Republicans won't tackle Medicare vouchers

Vice President Joe Biden meets with Republicans and Democrats in Washington on Thursday. From left are: House Assistant Minority Leader James Clyburn D-S.C.; House Majority Leader Eric Cantor, R-Va.; Biden; and Senate appropriations chair Sen. Daniel Inouye, D-Hawaii.

WASHINGTON -- The GOP plan to replace Medicare with vouchers will have to wait, party leaders acknowledged Thursday as lawmakers and the White House bowed to political realities in pursuing a deal to allow more government borrowing in exchange for big spending cuts.

Both sides hinted at movement and Vice President Joe Biden reported progress from an initial negotiating session.

Spending cuts and increasing the amount of money the government can keep borrowing to pay its bills are "practically and politically connected," Biden said at the start of budget meetings with lawmakers at Blair House, the guest residence across Pennsylvania Avenue from the White House.

The House Republican whose committee oversees Medicare said he's open to other approaches besides the voucher plan that recently passed the House after a contentious debate that appears to have hurt the party with older voters. Republicans got an earful from constituents on Medicare during a congressional recess.

Michigan Rep. Dave Camp, the House Ways and Means Committee chairman, said he supports the GOP approach, but isn't willing to go to the mat for legislation that has no prospects of becoming law. "I'm not interested in laying down more markers," said Camp. "I'm interested in solutions. ... Let's figure out where there is common ground and let's get there as soon as we can."

Asked about Camp's comments, House Speaker John Boehner, R-Ohio, said they are "a recognition of the political realities that we face." Nonetheless, Boehner said the GOP Medicare remake remains on the table. "Let me make this clear," Boehner said. "When it comes to increasing the debt limit and the need to have reductions in spending, nothing is off the table except raising taxes."

President Barack Obama and lawmakers of both parties face an Aug. 2 deadline to enact legislation that permits the government to increase its borrowing authority and meet its obligations to lenders. Failure to raise the debt limit beyond the current $14.3 trillion would call into question the creditworthiness of the U.S. government and trigger an economic crisis.
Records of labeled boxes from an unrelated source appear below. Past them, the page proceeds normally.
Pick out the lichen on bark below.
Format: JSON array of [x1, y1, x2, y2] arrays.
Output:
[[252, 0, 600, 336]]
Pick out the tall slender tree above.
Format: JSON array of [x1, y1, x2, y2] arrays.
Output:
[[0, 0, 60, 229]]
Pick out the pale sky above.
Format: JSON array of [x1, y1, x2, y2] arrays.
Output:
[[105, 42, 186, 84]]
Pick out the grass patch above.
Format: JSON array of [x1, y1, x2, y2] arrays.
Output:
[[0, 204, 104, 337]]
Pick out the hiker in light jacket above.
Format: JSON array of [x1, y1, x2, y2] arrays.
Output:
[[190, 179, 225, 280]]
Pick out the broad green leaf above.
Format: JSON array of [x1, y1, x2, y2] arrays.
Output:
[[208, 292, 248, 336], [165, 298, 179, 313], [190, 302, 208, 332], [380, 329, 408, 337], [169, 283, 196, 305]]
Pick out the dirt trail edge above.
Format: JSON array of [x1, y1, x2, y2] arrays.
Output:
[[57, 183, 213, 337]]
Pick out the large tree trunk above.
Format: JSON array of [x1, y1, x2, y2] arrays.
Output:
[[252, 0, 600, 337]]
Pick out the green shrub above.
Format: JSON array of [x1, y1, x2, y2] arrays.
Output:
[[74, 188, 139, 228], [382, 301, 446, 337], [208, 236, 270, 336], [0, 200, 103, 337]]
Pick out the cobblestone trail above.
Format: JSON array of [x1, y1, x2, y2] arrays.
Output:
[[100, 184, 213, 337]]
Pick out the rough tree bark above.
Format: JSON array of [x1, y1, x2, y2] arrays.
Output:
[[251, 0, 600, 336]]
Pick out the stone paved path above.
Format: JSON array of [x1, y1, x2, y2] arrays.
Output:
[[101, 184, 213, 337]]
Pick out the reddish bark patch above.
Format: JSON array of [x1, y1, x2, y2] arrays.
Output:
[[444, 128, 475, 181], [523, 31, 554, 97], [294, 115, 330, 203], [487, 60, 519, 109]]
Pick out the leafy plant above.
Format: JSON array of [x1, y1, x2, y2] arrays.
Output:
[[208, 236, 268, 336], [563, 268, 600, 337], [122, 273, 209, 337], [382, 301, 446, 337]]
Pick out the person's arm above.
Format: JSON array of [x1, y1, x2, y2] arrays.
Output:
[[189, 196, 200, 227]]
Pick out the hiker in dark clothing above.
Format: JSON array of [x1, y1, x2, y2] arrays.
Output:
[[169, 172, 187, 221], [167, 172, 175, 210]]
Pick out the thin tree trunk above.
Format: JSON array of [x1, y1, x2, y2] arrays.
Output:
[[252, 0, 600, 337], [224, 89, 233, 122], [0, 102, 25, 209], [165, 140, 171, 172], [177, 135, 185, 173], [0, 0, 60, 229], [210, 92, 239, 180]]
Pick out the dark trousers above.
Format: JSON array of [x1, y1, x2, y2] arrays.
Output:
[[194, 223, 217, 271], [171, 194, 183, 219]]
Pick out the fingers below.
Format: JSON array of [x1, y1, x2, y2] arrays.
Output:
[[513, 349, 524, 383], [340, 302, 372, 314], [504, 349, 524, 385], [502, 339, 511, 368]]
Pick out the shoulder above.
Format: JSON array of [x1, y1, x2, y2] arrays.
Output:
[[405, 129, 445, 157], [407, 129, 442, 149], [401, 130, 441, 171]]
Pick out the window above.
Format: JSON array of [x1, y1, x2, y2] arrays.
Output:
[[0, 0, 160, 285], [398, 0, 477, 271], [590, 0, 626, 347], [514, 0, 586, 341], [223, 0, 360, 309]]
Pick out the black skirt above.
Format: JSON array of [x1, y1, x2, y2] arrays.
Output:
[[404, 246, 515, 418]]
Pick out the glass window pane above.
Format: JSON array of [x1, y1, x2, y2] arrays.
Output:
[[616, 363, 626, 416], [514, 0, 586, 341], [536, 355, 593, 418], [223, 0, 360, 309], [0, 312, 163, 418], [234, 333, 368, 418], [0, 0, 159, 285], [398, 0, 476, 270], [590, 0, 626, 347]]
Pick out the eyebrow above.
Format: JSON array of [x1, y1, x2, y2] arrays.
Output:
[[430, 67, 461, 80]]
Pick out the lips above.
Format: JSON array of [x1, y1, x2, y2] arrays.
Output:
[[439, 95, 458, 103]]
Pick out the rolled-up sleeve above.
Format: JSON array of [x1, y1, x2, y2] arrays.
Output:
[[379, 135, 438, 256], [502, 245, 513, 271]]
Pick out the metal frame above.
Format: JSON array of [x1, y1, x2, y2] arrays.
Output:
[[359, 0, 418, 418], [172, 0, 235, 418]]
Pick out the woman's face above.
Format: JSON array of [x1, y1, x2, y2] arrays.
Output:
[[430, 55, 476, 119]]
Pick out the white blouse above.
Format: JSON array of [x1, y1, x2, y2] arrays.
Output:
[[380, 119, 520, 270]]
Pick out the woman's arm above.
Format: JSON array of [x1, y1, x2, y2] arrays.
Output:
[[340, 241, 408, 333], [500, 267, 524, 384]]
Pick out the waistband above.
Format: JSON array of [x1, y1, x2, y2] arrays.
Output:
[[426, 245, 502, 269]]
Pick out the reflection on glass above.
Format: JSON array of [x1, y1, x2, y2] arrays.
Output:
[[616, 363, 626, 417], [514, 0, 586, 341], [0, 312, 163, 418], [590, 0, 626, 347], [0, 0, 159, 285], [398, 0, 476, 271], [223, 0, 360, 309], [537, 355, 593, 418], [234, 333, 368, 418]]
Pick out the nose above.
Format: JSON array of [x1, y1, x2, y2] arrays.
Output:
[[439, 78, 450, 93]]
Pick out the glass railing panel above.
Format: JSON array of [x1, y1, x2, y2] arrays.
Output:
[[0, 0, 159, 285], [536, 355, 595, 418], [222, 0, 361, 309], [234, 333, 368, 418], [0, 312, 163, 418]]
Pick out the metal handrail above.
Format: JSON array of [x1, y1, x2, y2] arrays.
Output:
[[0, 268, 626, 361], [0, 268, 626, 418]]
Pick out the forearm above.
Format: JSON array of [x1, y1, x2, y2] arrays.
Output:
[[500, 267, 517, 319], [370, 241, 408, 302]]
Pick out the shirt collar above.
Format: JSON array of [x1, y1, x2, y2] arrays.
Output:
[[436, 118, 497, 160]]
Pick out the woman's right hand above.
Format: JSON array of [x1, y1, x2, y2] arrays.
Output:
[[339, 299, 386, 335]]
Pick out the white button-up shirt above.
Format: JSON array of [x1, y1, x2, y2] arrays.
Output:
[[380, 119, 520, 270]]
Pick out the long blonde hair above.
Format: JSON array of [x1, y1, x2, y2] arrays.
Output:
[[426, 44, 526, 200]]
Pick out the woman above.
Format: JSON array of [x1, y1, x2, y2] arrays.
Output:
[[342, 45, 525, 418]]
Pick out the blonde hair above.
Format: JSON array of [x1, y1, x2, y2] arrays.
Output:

"All of us understand we have got to achieve results," House Majority Leader Eric Cantor, R-Va., said. The two sides agreed "to find commonality" and there was "general agreement things have to change," he added.

"You're not going to get to the big nuclear political issues," said a Democratic official in the room. "But there's going to have to be enough give and take on the other pieces that you get enough of a deal to be credible." The Democrat required anonymity to speak more frankly about the negotiations.